Changes in Shoulder Active Range of Motion for 13 Patients Before Treatment and on Completion of Treatment.
Discussion
Frozen shoulder is one of the most common musculoskeletal problems experienced in orthopedics. 1 –3 It is characterized by spontaneous onset of shoulder pain and by progressive limitation of both active and passive glenohumeral movement. 1,3 Although the exact cause has yet to be identified, the pain is always severe enough to disturb patient’s sleep. 4,5 Treatments for frozen shoulder include shoulder exercise, manual therapy, corticosteroid injection, manipulation under anesthesia, and arthroscopic capsular release. 1,4 –6 Some studies described that frozen shoulder was resolved in 1 to 3 years, while others showed that 20% to 50% of patients suffered from some degree of pain and range of motion limitation for up to 1 decade even when Western medical treatment was applied. 2,5,6 In fact, this case series shows that the patients had been suffering from shoulder pain for a long time even while receiving Western medical treatment such as shoulder exercise, manual therapy, and corticosteroid injection.
Kampo, a traditional Japanese herbal medicine based on traditional Chinese herbal medicine, has been used for the treatment of not only pain but also many diseases in Japan. 7,8 Nijutsuto is a Kampo formula used to effectively treat frozen shoulder. 8 –10 We have prescribed Nijutsuto for almost all patients with frozen shoulder refractory to Western medical treatment in our clinical daily practice.

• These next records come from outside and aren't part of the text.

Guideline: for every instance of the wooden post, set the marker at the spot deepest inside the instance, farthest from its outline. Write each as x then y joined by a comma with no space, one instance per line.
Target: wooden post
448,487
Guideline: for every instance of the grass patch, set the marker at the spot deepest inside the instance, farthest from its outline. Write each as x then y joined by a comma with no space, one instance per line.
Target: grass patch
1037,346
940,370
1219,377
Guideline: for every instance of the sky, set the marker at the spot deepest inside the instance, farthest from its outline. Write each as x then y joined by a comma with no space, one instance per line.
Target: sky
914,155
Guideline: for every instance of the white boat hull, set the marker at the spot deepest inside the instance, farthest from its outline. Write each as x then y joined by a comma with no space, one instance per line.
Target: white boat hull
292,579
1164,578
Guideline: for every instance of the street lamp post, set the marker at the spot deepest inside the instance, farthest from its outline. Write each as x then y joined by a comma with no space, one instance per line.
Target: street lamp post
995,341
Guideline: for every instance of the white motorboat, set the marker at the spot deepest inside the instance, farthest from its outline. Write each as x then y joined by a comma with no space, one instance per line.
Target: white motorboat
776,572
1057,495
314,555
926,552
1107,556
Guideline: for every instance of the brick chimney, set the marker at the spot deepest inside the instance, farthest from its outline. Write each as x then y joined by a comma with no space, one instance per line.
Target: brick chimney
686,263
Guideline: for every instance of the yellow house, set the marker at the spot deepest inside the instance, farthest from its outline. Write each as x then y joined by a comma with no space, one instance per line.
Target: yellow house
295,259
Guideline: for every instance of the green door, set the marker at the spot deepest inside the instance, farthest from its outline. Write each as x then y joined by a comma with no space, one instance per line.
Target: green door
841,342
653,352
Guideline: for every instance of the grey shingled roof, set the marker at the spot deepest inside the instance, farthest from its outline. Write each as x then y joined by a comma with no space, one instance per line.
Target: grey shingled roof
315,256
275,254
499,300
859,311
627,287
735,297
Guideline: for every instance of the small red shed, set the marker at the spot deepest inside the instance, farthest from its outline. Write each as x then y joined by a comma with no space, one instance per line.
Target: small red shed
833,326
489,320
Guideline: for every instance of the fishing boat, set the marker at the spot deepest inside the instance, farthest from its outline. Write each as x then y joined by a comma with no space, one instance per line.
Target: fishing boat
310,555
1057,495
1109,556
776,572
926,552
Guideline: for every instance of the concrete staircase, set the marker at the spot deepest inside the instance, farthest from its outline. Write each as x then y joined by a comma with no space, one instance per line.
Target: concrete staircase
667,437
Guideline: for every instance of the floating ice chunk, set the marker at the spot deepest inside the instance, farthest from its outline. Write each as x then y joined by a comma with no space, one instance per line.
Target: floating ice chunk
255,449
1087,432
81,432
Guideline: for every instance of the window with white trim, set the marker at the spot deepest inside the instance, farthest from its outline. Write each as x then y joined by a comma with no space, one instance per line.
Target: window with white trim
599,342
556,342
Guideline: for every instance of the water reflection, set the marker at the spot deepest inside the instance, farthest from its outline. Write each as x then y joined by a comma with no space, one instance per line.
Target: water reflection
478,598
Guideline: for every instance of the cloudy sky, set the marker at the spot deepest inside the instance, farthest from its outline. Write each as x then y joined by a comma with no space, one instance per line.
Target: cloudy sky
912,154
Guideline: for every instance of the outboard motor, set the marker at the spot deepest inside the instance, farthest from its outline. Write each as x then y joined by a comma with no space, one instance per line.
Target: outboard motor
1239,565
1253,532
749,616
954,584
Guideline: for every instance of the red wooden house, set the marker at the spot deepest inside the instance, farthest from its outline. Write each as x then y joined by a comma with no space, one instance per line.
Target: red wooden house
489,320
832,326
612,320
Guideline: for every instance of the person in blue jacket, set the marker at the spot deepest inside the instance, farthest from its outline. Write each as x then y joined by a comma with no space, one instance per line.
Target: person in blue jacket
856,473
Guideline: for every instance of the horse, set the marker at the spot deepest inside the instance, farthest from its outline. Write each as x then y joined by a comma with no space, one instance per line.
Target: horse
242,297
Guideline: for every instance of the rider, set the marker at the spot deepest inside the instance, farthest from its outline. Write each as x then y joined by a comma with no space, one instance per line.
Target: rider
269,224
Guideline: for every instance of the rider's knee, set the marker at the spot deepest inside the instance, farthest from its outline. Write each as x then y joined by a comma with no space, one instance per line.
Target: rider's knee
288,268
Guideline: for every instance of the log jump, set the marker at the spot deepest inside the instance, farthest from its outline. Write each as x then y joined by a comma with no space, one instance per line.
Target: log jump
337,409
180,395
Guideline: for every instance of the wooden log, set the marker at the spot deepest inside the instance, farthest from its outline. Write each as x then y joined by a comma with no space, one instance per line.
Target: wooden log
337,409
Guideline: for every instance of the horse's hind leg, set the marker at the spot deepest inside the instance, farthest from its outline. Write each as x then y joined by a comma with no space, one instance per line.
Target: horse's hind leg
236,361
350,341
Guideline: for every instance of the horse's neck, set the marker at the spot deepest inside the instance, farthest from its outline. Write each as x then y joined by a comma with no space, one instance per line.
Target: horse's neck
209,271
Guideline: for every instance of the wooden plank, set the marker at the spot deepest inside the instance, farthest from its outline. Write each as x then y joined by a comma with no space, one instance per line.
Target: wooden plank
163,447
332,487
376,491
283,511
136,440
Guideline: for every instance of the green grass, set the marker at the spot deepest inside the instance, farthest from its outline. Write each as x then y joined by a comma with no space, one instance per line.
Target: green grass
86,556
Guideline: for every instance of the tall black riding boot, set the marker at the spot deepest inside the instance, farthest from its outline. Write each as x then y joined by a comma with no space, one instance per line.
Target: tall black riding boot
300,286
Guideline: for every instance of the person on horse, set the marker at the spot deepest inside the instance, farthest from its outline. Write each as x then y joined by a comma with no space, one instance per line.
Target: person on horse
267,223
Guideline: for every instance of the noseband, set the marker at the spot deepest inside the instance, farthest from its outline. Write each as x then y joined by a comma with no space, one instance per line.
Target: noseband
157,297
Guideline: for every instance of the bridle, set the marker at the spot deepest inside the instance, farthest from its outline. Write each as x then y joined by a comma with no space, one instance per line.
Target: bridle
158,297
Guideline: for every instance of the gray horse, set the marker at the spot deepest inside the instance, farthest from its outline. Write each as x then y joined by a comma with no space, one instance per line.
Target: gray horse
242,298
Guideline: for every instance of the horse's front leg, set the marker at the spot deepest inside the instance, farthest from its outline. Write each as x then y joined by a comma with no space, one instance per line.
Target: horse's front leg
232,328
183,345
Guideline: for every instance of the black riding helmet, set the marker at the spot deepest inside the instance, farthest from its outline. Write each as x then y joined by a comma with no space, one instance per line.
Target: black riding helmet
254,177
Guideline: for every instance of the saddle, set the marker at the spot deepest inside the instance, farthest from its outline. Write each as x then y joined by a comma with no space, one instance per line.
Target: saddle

We briefly reported the effect of Nijutsuto on pain intensity of frozen shoulder in our previous survey report, 10 so we thought that we should elaborate on the effect of Nijutsuto not only on pain intensity of frozen shoulder at rest and while moving but also on shoulder active range of motion in a case report of more patients because not a few patients suffer from refractory frozen shoulder. However, we understand that there are several limitations to this study; the present report is a retrospective and still small case series and a nonrandomized control analysis of Kampo treatment. We need a prospective and comparative study that might be more appropriate to support predictive, preventive, and personalized value of Kampo treatment. However, Nijutsuto combined with a 20-minute exercise program improved pain intensity in 13 patients with frozen shoulder refractory to Western medical treatment for a long time. Thus, we postulate that Nijutsuto should be tried for refractory frozen shoulder.
In conclusion, Nijutsuto combined with a 20-minute exercise program improved pain intensity and shoulder function in 13 patients with frozen shoulder refractory to western medical treatment.
Footnotes
Acknowledgments
The authors would like to express their gratitude to Matthew McLaughlin for assistance as language editor.
Author Contributions
Y-CA conceived of the study, participated in its study, and conducted all experiments. Y-CA, MI, HS, YO, TM, KS, MCN, TK, TI, and SI conducted the acquisition of data. Y-CA helped draft the manuscripts. All authors read and approved the final article.
Declaration of Conflicting Interests
The authors declared no potential conflicts of interest with respect to the research, authorship, and/or publication of this article.
Funding
The authors received no financial support for the research, authorship, and/or publication of this article.
Ethical Approval
We obtained approval from the Ethics Committee of Aichi Medical University (reference number: 13-097).